I don't think so, or rather, I think that's a comforting lie scammers tell themselves and others to blame the victim - 'really, the victim deserved it, you can't cheat an honest man!' - and which makes for funner fictional (ie. 'not true') stories.

But I think the sordid reality looks more like simply good people being ripped off as they lose their life savings because they aren't specialists in an area and trusted an expert. I think it's relatively rare that you get a complicated setup like this scam, or like the Madoff scam in which people assumed Madoff was simply frontrunning the people he was trading for; although now that I think about it, only the savviest investors with Madoff understood the sheer impossibility of his returns and concluded he was scamming by frontrunning, most of the people who gave him money were just ordinary middle-upper-class folks.
Of course, even a shill could have actually proven that the first doubling transaction had taken place.

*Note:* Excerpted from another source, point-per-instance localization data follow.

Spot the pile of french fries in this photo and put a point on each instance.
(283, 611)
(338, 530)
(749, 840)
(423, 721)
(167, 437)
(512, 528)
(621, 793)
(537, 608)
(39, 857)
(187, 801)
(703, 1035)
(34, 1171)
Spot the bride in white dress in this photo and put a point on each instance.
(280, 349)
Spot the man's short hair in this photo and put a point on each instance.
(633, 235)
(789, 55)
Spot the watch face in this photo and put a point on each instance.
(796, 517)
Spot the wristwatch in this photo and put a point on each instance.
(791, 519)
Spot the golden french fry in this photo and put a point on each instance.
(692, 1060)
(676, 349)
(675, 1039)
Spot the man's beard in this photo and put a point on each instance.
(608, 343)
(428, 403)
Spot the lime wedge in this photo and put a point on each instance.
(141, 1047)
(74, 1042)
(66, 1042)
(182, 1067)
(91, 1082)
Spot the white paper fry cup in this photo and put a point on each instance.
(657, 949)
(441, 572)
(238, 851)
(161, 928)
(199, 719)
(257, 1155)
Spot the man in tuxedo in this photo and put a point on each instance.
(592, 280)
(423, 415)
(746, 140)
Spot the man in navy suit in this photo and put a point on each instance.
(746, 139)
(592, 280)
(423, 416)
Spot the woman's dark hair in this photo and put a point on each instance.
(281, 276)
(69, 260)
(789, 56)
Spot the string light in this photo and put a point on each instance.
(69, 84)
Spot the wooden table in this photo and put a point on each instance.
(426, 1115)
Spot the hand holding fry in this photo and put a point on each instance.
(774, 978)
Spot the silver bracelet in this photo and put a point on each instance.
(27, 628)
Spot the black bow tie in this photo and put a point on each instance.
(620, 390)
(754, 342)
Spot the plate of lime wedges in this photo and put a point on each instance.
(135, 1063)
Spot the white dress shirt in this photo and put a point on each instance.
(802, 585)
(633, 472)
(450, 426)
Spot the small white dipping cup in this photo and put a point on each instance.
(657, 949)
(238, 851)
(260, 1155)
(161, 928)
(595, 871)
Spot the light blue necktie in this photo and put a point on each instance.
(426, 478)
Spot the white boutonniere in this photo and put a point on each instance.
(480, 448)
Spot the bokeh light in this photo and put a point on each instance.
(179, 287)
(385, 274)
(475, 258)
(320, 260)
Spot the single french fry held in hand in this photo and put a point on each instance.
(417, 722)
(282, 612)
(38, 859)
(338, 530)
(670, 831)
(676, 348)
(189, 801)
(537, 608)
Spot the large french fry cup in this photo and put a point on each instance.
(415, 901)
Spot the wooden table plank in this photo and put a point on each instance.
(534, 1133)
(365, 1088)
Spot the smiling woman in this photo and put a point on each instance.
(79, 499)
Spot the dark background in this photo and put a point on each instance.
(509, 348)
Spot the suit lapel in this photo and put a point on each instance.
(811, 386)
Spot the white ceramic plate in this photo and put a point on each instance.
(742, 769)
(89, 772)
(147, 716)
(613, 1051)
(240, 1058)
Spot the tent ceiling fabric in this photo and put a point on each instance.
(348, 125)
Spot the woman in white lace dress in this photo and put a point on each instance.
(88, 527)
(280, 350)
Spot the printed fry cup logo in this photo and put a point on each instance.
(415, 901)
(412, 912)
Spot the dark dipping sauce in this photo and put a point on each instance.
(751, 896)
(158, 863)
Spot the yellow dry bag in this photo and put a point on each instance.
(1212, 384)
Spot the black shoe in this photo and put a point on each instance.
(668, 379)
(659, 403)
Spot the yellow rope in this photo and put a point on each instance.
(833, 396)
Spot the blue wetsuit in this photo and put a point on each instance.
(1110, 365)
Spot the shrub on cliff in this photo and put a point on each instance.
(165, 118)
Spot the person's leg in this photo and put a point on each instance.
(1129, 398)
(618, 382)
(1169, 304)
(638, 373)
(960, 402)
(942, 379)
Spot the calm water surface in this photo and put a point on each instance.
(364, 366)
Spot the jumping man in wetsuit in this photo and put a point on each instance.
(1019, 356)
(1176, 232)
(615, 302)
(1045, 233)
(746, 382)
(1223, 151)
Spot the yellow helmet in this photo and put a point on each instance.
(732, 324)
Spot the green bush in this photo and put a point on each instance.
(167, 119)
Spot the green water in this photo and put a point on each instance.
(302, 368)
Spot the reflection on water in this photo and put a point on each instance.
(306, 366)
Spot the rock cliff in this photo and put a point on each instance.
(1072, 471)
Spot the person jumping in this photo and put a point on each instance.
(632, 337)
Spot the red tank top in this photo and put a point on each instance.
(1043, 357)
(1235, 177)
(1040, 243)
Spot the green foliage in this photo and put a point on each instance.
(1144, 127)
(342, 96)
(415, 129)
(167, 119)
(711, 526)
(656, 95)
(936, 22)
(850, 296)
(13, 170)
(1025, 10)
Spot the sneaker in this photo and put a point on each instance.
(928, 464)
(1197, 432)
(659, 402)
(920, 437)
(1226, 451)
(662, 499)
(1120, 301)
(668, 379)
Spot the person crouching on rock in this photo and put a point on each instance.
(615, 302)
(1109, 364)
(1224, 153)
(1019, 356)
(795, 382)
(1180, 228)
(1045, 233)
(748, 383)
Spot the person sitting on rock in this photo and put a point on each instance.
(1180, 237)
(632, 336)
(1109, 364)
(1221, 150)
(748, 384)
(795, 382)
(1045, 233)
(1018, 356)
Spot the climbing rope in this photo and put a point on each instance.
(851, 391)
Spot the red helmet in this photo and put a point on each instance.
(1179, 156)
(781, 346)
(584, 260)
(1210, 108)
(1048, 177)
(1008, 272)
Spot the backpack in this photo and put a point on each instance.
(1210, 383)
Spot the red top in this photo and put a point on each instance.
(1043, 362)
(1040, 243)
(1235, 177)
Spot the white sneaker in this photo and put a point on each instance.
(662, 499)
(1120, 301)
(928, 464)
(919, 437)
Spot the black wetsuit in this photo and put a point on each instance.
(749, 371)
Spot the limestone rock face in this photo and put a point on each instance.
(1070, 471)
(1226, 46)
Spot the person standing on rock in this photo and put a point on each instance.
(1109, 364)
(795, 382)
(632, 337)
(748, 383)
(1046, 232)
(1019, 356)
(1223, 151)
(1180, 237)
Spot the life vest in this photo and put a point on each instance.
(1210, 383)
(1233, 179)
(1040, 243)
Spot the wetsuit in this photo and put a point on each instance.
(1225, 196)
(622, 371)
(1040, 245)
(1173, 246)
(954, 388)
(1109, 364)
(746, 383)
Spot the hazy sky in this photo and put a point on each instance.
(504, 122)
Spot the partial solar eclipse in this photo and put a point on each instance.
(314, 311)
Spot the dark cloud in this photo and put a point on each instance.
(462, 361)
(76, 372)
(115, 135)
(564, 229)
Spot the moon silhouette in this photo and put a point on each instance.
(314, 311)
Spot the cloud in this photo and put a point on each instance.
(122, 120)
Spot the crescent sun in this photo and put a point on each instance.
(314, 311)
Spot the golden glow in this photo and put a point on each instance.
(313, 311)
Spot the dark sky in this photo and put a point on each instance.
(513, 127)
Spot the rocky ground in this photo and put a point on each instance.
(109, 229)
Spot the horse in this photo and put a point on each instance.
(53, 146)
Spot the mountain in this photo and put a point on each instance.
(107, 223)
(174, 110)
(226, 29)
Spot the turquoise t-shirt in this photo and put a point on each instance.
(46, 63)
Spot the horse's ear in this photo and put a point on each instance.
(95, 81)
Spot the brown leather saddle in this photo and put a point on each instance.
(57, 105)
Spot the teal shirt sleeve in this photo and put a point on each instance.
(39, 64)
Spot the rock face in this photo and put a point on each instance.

It is also possible that the scammer simply stopped using the initial strategy once it became public.
Of course, but that's more work to set it up in advance rather than simply write the appropriate claims for the shill.
I don't see how, since Bitcoin exchanges are zero-sum, while Prisoner's Dilemma is not.

+Ashley Yakeley Nothing to do with Bitcoin specifically.
It's about the back-and-forth of promises and deliveries of any good or currency.
Well, there are Nash equilibriums for trading without recourse, but they look relatively exotic and like the mutually-assured-destruction thing I posted a few weeks ago. I don't think that Prisoner's dilemma result (however weird and fascinating it is) is relevant, because people certainly do have memory and theory of mind.
I'd just like to point out that this scam of doubling even the meta scam, is common in games such as runescape.
Really? Could you link something on that topic? (I've never played MMORPGs.)

I've not actually played the game, but heard from word of mouth from friends that there tend to be 2 types, those that take everything, and those that wait a few rounds. It's possible to scam the scammers by pulling out early for the multi-tier strategy. they often advertise that due to a "flaw in the system" they are unable to make a straight swap, it needs to happen in 2 separate trades so they can "hack" the game.